The presence of litigation funding has likely had a significant influence in the timing of the settlement. Given the scorched earth approach to the proceedings that the Post Office adopted, the claimants continuing to fight in the hopes of a larger settlement was probably not commercially sensible. They would have needed more funding from Therium, which likely would have negated the benefits of a better settlement or judgment.

But what is the solution? In arbitration, there is precedent for a claimant to receive legal cost reimbursement as a part of their recoverable costs. There is no such equivalent in litigation. If he was ever asked (which I do not believe he was), Mr Justice Fraser could not have required the Post Office to pay Therium’s costs.

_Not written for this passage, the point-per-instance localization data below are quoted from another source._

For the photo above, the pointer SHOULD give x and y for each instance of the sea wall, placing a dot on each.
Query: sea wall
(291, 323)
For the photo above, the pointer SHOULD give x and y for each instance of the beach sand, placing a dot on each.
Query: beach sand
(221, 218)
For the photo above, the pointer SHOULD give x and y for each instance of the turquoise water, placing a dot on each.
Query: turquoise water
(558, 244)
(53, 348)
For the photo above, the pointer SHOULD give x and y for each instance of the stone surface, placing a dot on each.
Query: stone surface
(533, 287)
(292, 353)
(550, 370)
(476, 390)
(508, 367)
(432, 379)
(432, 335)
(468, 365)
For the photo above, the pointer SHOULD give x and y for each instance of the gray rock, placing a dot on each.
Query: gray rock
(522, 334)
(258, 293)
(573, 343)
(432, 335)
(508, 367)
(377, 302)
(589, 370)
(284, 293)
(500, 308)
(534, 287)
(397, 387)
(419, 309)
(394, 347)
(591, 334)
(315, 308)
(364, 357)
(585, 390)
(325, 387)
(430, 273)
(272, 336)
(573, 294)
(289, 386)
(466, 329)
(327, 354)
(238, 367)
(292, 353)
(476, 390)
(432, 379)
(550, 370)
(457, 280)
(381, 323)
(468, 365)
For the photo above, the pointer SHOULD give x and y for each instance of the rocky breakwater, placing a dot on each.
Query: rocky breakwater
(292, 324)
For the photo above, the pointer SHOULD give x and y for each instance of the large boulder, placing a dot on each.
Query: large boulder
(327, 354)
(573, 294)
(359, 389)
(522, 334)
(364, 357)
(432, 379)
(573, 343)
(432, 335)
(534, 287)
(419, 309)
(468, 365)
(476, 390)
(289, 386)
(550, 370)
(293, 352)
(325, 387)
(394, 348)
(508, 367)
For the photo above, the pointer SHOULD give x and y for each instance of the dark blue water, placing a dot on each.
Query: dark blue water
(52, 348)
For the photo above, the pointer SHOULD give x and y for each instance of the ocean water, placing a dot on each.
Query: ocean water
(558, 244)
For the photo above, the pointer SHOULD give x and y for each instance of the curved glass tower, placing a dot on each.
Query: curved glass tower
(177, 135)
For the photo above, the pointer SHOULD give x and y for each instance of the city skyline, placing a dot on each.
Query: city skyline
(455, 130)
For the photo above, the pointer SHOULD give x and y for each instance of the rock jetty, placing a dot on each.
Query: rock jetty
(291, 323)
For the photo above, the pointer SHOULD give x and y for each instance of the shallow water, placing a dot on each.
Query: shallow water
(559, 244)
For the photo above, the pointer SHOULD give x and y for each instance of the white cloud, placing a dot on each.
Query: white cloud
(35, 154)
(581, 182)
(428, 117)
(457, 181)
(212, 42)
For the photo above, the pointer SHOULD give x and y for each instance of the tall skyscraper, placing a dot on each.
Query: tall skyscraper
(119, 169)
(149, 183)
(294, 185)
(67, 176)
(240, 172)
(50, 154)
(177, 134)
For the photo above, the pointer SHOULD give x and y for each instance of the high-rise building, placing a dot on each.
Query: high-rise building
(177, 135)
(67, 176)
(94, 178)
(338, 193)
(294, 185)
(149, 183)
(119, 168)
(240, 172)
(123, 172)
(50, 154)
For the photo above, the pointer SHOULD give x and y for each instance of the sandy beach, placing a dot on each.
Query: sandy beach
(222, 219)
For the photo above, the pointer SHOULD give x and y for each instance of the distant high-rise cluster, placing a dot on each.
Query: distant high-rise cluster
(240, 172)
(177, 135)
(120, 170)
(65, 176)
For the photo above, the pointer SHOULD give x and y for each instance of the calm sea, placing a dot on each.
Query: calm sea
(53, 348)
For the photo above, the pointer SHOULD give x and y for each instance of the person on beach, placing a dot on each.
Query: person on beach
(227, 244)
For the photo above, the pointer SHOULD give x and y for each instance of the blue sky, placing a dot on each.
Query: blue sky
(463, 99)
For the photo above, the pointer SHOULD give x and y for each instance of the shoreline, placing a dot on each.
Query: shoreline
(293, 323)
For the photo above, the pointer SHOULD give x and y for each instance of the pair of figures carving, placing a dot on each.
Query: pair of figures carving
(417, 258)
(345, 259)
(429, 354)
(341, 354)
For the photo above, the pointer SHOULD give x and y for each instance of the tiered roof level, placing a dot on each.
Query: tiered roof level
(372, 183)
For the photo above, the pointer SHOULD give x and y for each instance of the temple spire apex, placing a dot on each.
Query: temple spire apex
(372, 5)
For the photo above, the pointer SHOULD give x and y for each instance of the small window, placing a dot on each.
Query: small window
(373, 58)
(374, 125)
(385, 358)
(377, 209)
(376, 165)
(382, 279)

Introducing the ability for judges to award the costs of litigation funding as part of recoverable costs would, in a way, be perverse, because litigation funding is but one of a number of non-recourse ways that claimants can fund litigation. It is also, normally, the most expensive. Alternative means include Conditional Fee Agreements and ATE insurance. The courts have tried adding success fees and premiums onto those funding such arrangements recoverable as legal costs, and it was a disaster.

They say hard cases make bad law. The Post Office Group litigation may be just that: a hard case that has the potential to make bad law. That is not to say that more should not be done to help the victims of the scandal. Just that perhaps we should not evaluate the economics of the civil justice system based on its consequences. Hopefully, scandals like it will remain a rarity.